Basic pre-processing of dataframes — preproc

This function performs basic pre-processing of a given dataframe:

Data cleaning:
- Handling values below the limit of detection (LOD) or quantification (LOQ).
- Handling missing values.
Variable transformations:
- Standardization (with custom center and scale functions).
- Correcting for urine dilution with creatinine.
- Outcome bounding (for e.g., TMLE).

preproc_data(
  dat,
  dat_desc,
  covariates,
  outcome,
  dat_llodq,
  dic_steps,
  id_var,
  by_var
)

Arguments

dat

A dataframe containing the variables of interest. A dataframe.

dat_desc

A optional dataframe containing the same variables but with information on the type of values (e.g., 2 for value <LOD). This is necessary to distinguish the type of missing values (e.g., missing because <LOD or because no sample was available). A dataframe.

covariates

A dataframe containing additional variables. A dataframe.

outcome

A string indicating the outcome variable. A string.

dat_llodq

A optional dataframe containing the LOD/LOQ values (val) for the variables (var) of interest. A dataframe.

dic_steps

A ordered, nested named list of steps to perform. A list. It can include the following elements:

llodq, to handle values <LOD/LOQ. A named list with elements:
id_val, which values in dat_desc should be considered. A vector of integers.
method, the method to be used. Currently, only a replacement approach is supported. A string.
divide_by, .
creatinine_threshold, subjects for which the creatinine levels are below this value will not be processed. Currently not used. A double.
threshold_within, the threshold within each group for the fraction of values corresponding to id_val. An integer.
threshold_overall, the overall threshold for the fraction of values corresponding to id_val.

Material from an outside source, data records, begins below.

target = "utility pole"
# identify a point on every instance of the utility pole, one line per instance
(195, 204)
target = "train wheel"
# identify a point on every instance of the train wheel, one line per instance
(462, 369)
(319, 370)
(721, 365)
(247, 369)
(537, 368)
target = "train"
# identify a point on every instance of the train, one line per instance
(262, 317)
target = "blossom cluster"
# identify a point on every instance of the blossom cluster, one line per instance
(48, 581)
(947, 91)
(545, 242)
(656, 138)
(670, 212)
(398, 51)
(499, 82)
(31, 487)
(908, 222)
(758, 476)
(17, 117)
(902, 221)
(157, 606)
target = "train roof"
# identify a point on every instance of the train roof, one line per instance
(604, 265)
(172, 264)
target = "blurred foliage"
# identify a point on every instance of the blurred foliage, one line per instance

An integer.
tune_sigma, currently not supported. A double.
missings, to handle missing values. A named list with elements:
threshold_within, the missing value threshold within each group. An integer.
threshold_overall, the overall missing value threshold. An integer.
use_additional_covariates, .
selected_covariates, a vector of covariates' names. A vector.
method_imputation, method to be used to impute values. A string.
k, the number of nearest neighbors to use for kNN. An integer.
path_save_res, path to directory where to save figures. Currently, variables can be imputed in a univariate way (univariate), using selected covariates (selected), or all the covariates available in covariates (all). A string.
creatinine, to handle confounding by dilution. A named list with elements:
method, the method to be used. Currently, only covariate-adjusted standardization is implemented (cas). A string.
method_fit_args, options for fitting the models. Currently, only the family to be used within glm. A list.
creatinine_covariates_names, .
creatinine_name, .
path_save_res, path to directory where to save figures.
transform, to transform variables. A named list with elements:
transformation_fun, the transformation function (e.g., log).
standardization, to standardize variables. A named list with elements:
center_fun, the centering function (e.g., median).
scale_fun, the scaling function (e.g., IQR).
bound, to bound the outcome variable. A named list with elements:

id_var

The variable name to be used to identify subjects. A string.

by_var

The variable name to group by. A string.

Value

A pre-processed dataframe. A dataframe.